Let's say we have one dependent variable, $y$, and ten independent variables, $x_1,\ldots,x_{10}$. How many models can we build? For simplicity let's keep our formulation linear (in the usual sense of the word, that is linear in the coefficients; see footnote).

Inexcusably wrong answer: 11 models.

Wrong answer: 1024 models.

Right-ish answer: $1.8 \times 10^{308}$ models.

Right answer: an infinity of models.

Ok, 1024 is the number of models which include at most one instance of each variable and no interaction. Something like

$ y = \beta_0 + \beta_1 \, x_1 + \beta_3 \, x_3 + \beta_7 \, x_7$ ,

of which there are $2^{10}$ models. (Since the constant $\beta_0$ can be zero by calibration, we'll include it in all models -- otherwise we'd have to demean the $y$.)

Once we consider possible interactions among variables, like $x_1 x_7 x_8$ for example, a three-way interaction, there are $2^{10}$ variables and interactions and therefore $2^{2^{10}}= 1.8 \times 10^{308}$ possible models with all interactions. For comparison, the number of atoms in the known universe is estimated to be in the order of $10^{80}$.

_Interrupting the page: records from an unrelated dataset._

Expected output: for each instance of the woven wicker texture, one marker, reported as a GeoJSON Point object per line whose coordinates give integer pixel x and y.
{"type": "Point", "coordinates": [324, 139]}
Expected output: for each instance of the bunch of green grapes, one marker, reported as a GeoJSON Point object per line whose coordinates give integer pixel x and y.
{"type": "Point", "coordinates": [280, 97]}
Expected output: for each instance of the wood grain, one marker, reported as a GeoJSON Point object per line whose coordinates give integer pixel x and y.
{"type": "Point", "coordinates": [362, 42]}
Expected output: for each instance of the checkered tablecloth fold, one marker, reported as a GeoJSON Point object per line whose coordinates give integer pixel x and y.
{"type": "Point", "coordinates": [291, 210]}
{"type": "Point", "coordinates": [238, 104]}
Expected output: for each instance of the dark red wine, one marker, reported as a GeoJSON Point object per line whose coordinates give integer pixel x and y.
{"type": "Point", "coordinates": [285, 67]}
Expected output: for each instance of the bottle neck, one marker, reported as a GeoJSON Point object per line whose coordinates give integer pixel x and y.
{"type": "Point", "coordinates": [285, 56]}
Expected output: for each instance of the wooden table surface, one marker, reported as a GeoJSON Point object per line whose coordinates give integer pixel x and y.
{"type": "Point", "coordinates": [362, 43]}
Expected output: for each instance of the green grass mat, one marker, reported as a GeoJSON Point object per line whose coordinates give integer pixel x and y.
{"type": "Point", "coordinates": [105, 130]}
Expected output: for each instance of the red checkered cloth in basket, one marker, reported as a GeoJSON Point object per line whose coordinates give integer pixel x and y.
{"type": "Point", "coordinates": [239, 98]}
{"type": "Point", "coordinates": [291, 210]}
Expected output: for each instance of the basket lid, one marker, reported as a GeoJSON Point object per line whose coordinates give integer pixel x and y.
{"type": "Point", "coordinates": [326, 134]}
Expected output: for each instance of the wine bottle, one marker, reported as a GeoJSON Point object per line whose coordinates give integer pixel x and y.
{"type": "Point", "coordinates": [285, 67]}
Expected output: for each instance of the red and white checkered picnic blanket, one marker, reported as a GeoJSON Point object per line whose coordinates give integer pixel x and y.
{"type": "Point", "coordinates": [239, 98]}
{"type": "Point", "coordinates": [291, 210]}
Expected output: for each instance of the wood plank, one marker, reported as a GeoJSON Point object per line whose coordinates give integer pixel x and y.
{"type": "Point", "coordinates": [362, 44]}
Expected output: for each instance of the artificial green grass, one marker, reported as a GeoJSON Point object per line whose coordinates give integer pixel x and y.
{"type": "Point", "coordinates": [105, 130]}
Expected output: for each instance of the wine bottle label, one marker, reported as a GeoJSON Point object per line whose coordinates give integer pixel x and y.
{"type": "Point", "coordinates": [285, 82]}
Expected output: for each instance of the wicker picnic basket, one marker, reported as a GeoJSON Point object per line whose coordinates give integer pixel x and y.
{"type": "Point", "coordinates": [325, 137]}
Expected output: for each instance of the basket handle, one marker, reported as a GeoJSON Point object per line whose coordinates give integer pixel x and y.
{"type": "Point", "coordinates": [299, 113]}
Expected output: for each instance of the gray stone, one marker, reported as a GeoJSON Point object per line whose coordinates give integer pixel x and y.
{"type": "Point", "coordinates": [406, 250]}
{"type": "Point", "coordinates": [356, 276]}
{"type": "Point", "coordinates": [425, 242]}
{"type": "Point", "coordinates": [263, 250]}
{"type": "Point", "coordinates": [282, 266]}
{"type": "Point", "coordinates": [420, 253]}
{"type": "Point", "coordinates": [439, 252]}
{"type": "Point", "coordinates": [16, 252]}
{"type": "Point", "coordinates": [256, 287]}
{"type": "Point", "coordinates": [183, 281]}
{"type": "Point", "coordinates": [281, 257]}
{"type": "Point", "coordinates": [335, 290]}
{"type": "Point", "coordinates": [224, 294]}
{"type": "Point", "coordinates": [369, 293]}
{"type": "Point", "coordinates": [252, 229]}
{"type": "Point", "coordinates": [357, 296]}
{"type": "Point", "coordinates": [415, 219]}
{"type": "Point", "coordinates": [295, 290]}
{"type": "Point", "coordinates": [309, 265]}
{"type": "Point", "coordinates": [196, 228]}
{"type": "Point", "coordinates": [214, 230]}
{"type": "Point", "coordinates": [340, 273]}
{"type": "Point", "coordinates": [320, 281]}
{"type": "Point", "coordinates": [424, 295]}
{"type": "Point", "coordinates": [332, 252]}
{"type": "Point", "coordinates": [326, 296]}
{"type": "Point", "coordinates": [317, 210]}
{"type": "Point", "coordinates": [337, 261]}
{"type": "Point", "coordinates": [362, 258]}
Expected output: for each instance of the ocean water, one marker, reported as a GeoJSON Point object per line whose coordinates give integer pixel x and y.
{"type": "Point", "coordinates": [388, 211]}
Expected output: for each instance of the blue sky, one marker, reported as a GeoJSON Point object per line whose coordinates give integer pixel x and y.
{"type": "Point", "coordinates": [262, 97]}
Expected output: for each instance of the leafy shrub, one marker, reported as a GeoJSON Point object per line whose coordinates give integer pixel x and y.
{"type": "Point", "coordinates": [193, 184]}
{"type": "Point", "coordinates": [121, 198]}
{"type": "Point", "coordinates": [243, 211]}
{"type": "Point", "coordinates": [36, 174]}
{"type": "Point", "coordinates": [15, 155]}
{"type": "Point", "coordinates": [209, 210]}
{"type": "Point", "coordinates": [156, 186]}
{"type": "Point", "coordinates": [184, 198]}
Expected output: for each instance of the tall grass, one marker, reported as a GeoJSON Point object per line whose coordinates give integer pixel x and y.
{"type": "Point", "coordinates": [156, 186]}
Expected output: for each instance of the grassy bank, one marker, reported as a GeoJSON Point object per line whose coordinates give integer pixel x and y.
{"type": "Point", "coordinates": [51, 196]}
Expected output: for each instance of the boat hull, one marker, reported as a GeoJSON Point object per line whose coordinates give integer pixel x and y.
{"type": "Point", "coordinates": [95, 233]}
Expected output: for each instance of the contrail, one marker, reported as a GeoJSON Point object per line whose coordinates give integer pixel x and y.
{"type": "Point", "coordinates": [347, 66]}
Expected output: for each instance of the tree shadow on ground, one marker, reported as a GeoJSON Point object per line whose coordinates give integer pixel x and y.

Of course, each variable can enter the model in a variety of functional forms: $x_1^{2}$, $\log(x_7)$, $\sin(5 \, x_9)$ or $x_3^{-x_{2}/2}$, for example, making it an infinite number of possibilities. (And there can be interactions between these different functions of different variables, obviously.)

**(Added on August 11th.)**Using polynomial approximations for generalized functions, say to the fourth degree, the total number of interactions is now $5^{10}=9765625$, as any variable may enter an interaction in one of five orders (0 through 4), and the total number of models is $2^{5^{10}}$ or around $10^{3255000}$.

**(End of addition.)**

So here's a combinatorial riddle for statisticians: how can you identify a model out of, let's be generous, $1.8 \times 10^{308}$ with data in the exa- or petabyte range? That's almost three hundred orders of magnitude too little, methinks.

The main point is that any non-trivial set of variables can be modeled in a vast number of ways, which means that a limited number of models presented for appreciation (or review) necessarily includes an inordinate amount of

**judgement**from the model-builder.

It's unavoidable, but seldom acknowledged.

--------------

The "linear in coefficients" point is the following. Take the following formulation, which is clearly non-linear in the $x$:

$y = \beta_0 + \beta_1 \, x_1^{1/4} + \beta_2 \, x_1 \, x_7$

but can be made linear very easily by making two changes of variables: $ z_1 = x_1^{1/4}$ and $z_2 = x_1 \, x_7$.

In contrast, the model $y = \alpha \, \sin( \omega \, t )$ cannot be linearized in coefficients $\alpha$ and $\omega$.